There is no magic in interaction terms, we can see that the term is equivalent to simply multiplying the variables together and using the resulting values as a new predictor:

#Create new variable
mtcars['wt_cyl'] = mtcars.wt * mtcars.cyl

model_multiply = smf.ols(formula='mpg ~ wt + cyl + wt_cyl', data=mtcars).fit()
summary = model_multiply.summary()
summary.tables[1]
coef std err t P>|t| [95.0% Conf. Int.]
Intercept 54.3068 6.128 8.863 0.000 41.755 66.858
wt -8.6556 2.320 -3.731 0.001 -13.408 -3.903
cyl -3.8032 1.005 -3.784 0.001 -5.862 -1.745
wt_cyl 0.8084 0.327 2.470 0.020 0.138 1.479

In contrast to the previous formulation, our new formulation is:

\[ mpg = \beta_0 + \beta_1\cdot{wt} + \beta_2\cdot{cyl} + \beta_3\cdot{wt}\cdot{cyl} \]

\[ mpg = 54.31 - 8.66\cdot{wt} - 3.80\cdot{cyl} + 0.81\cdot{wt}\cdot{cyl} \]

But how do we interpret these new coefficients? We say:

  • For every 1 unit increase in weight, mpg decreases by \(8.66\) (holding cylinders at 0)

  • For every 1 unit increase in weight, mpg changes by \(-8.66 + cyl\cdot{0.81}\))

  • For every 1 unit increase in cylinders, mpg decreases by \(3.80\) (holding weight at 0)

  • For every 1 unit increase in cylinders, mpg changes by \(-3.80 + wt\cdot{0.81}\))

  • At 0 weight and 0 cylinders, we expect mpg to be 54.31

    • This would be a particularly interesting looking vehicle…

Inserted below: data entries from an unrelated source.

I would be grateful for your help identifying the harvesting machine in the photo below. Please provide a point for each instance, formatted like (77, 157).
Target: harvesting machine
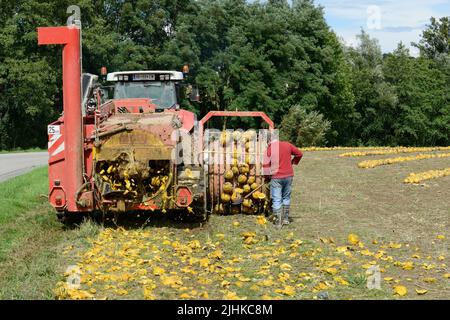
(137, 150)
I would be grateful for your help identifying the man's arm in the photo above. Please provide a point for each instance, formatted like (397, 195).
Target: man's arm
(297, 155)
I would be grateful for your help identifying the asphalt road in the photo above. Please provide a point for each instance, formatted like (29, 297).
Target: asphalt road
(14, 164)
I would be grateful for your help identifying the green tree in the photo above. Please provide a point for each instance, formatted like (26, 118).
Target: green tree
(304, 128)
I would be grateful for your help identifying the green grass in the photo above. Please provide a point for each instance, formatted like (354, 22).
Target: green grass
(32, 239)
(332, 198)
(19, 150)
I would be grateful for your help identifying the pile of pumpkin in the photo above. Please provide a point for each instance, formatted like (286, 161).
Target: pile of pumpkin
(122, 177)
(242, 190)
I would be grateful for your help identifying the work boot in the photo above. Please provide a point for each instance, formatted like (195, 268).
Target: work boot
(277, 218)
(285, 220)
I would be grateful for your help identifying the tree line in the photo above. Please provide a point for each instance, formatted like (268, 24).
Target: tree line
(278, 57)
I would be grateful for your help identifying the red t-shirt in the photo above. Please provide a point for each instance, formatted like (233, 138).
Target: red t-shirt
(278, 161)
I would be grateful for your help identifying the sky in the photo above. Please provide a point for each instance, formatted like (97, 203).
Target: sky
(390, 21)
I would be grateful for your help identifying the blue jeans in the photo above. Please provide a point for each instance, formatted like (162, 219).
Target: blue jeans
(280, 191)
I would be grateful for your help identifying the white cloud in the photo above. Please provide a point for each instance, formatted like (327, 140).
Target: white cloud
(400, 20)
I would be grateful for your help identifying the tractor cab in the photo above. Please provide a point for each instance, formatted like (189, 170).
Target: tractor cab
(161, 87)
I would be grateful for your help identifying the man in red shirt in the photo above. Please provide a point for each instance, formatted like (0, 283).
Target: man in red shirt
(278, 164)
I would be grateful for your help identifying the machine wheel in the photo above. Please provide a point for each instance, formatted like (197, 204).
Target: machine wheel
(70, 219)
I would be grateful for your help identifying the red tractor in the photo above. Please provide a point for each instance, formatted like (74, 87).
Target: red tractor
(139, 151)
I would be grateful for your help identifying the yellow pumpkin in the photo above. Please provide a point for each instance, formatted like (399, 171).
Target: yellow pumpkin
(246, 188)
(242, 179)
(247, 203)
(229, 174)
(228, 187)
(225, 197)
(244, 168)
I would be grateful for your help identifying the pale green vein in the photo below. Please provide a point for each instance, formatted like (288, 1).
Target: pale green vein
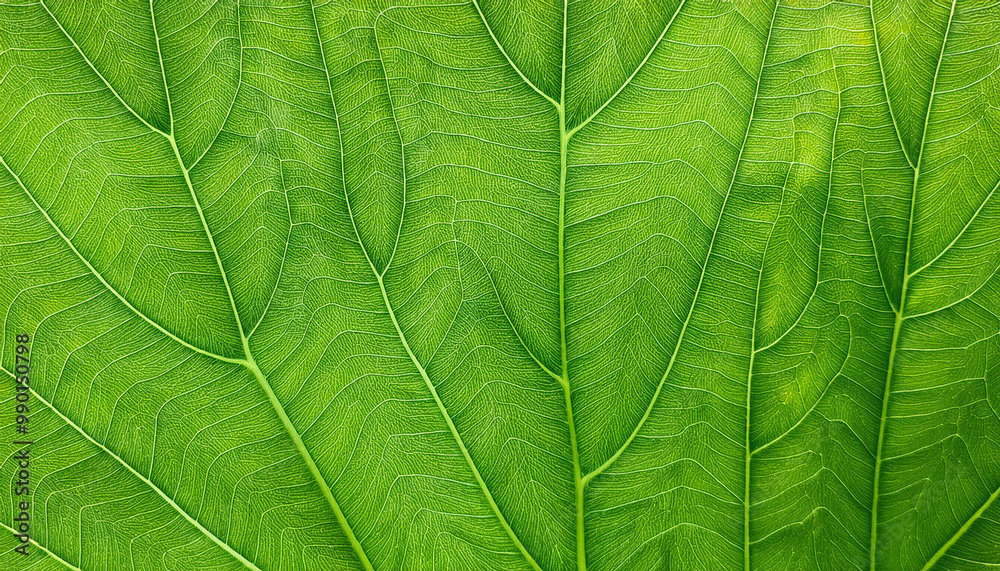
(249, 361)
(509, 60)
(885, 88)
(961, 531)
(753, 335)
(701, 278)
(564, 136)
(413, 358)
(143, 479)
(897, 326)
(99, 75)
(961, 233)
(103, 281)
(635, 72)
(67, 564)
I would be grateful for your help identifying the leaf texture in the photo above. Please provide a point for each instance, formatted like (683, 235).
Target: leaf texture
(512, 285)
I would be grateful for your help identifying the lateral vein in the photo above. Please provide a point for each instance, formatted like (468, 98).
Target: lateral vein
(900, 314)
(701, 278)
(190, 519)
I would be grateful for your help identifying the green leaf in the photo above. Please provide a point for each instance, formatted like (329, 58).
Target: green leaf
(508, 285)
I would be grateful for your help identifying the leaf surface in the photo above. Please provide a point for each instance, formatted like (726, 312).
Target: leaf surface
(503, 285)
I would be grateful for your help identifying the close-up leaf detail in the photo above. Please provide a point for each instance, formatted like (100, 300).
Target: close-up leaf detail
(515, 285)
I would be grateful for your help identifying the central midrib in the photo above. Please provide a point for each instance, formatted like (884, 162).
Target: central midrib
(900, 311)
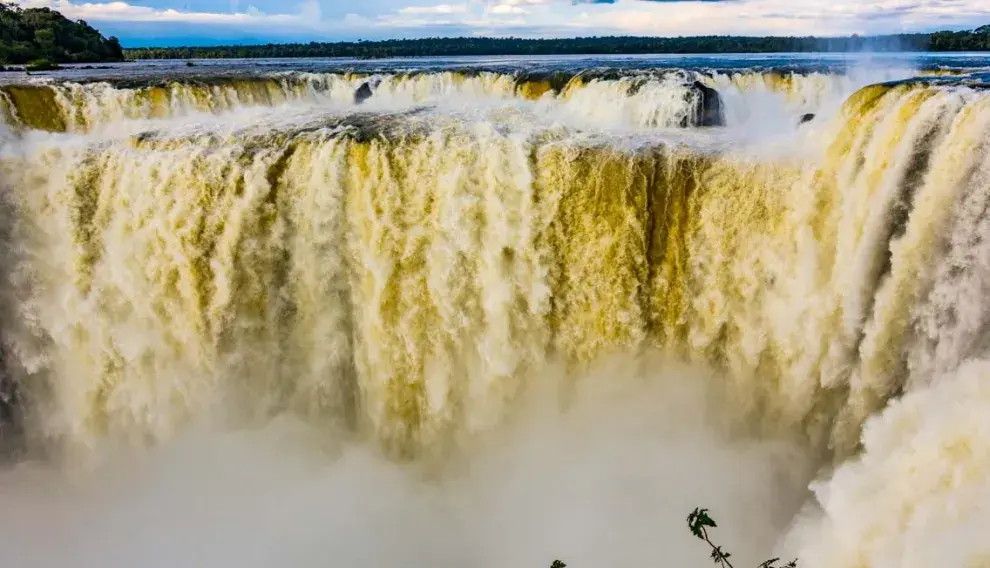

Visualizing Interacting Terms

We can see the interaction by cutting one of the terms in the interaction along it’s median, and then plotting the response variable against the other variable in the interacting pair:

mtcars['cyl_med'] = mtcars.cyl > mtcars.cyl.median()
mtcars['cyl_med'] = np.where(mtcars.cyl_med == False, "Below Median", "Above Median")
sns.lmplot(x='wt', y='mpg', hue='cyl_med', data=mtcars, ci=None, size=5, aspect=2.5);

What this plot shows us, is that when the cylinder value is small (i.e. below the median value), the relationship between mpg and wt is strongly negative. Conversely, at higher cylinder values, there is a much weaker relationship between mpg and wt!

In a plot such as this, the larger the difference in slopes, the larger the interaction effect.